Save The Children‘s Catherine Carter was in Sigale Camp near Mogadishu, and she met one of the women who lost her child in the downpour. She sent this blog about the encounter.

Lost child

Wednesday was my first day in Mogadishu and I spoke to Jamila (pictured above left), a quiet woman resting her young daughter on her hip.

I asked her about the rains last week – was she here? What does she remember?

The water level rose too fast. I did not know what to do. Jamila, Somali woman who lost her daughter in flash flooding

Her unexpected and tragic story will stay with me for the rest of my life.

“Yes I remember,” she said.

“I lost my daughter, my wonderful daughter Maryama.”

Raw grief

I am immediately gentler in my approach – working with pain this raw is a dangerous privilege, and I am suddenly very aware that I may be intruding on a private grief. Jamila speaks softly, and assures me that she wants to tell me about her daughter and that night.

“She was just four years old. Maryama was already very weak – we had not eaten for some time. The rains were very scary. It came so suddenly. It even rose above my knees.

“It was night-time and suddenly we all woke up, we were already under water a bit. The water level rose too fast. I did not know what to do, I had never seen water do that before.

“I saw my daughter Maryama trying to help her younger sister Aliyow – trying to raise her head above the water.”
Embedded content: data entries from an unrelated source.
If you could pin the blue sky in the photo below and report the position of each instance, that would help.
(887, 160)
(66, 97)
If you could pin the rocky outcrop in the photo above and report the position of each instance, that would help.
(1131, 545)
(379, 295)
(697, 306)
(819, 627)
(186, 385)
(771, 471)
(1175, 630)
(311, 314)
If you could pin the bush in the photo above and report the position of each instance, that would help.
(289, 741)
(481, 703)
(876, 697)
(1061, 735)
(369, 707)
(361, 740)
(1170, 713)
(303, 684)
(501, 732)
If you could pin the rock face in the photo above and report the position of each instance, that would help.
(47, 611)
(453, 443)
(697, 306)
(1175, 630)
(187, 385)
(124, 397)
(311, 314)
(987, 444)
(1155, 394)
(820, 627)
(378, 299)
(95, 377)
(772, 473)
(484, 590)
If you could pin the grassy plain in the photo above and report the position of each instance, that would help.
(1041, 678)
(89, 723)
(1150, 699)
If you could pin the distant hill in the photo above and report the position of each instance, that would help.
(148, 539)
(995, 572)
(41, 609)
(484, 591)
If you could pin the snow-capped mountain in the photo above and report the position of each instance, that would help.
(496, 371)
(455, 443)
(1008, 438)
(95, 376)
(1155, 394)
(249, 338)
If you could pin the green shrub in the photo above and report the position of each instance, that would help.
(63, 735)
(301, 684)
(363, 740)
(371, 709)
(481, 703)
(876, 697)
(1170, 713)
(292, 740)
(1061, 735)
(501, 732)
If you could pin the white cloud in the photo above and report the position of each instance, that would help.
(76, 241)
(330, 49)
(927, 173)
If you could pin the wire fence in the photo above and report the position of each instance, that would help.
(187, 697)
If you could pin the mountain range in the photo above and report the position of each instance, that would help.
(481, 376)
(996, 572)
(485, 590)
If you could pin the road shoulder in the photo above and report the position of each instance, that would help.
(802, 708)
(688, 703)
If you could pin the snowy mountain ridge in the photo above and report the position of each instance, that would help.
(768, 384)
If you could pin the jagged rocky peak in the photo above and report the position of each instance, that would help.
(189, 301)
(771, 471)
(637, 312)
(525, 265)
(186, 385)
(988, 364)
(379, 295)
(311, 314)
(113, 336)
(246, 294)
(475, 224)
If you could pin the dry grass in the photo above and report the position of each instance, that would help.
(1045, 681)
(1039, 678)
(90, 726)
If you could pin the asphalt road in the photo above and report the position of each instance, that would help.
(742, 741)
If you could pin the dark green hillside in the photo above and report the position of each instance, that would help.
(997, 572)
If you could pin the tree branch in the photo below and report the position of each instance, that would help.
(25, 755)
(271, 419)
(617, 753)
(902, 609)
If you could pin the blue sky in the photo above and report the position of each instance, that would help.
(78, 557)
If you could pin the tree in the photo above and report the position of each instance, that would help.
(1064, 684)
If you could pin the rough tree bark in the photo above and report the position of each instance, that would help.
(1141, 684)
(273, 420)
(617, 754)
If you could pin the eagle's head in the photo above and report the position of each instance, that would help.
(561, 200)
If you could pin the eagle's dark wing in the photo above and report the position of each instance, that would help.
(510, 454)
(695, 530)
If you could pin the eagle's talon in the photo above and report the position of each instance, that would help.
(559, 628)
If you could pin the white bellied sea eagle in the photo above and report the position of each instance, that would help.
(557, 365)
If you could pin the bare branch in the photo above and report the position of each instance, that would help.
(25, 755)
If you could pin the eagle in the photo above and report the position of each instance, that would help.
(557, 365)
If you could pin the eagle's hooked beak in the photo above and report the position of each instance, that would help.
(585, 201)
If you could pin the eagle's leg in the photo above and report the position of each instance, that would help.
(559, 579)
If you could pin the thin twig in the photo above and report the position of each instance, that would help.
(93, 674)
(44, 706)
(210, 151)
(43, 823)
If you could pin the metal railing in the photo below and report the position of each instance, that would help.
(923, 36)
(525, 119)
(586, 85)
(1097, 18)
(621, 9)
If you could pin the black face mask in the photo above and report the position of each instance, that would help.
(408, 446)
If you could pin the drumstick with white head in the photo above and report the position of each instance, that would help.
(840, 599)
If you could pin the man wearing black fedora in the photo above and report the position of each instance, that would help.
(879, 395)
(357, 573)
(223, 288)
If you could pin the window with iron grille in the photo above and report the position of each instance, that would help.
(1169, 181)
Jamila pauses, and shifts the small child on her hip – it is Aliyow.

“It was chaos. Our hut was torn with the rain, pieces were being ripped away. The water rose inside. I tried to find my other children but all around me people were pushing and running away from the water. Suddenly Maryama went under the water. I saw the water rush through her nostrils and her mouth and then she was gone. The water was rushing so fast it carried her body away.

Suddenly Maryama went under the water. I saw the water rush through her nostrils and her mouth and then she was gone. Jamila

“I screamed and tried to run after her. The last thing I saw of her was as her body hit the fence on the side of the camp.”

Memories of Maryama

A translator is with me, clearly moved by what he is hearing. For several minutes neither of us can speak. The scene is so emotionally charged that I can’t bear to leave. I ask Jamila what she remembers most about Maryama.

She smiles.

“She would sit and play with her sister and then when she saw me she would cry out for me to join them in the games. She was always smiling and running around.”

She pauses, and her face falls again.

“I have nothing to remind me of her. Everything was lost with the rains. All that I can see now is her body hitting the fence as she was swept away.”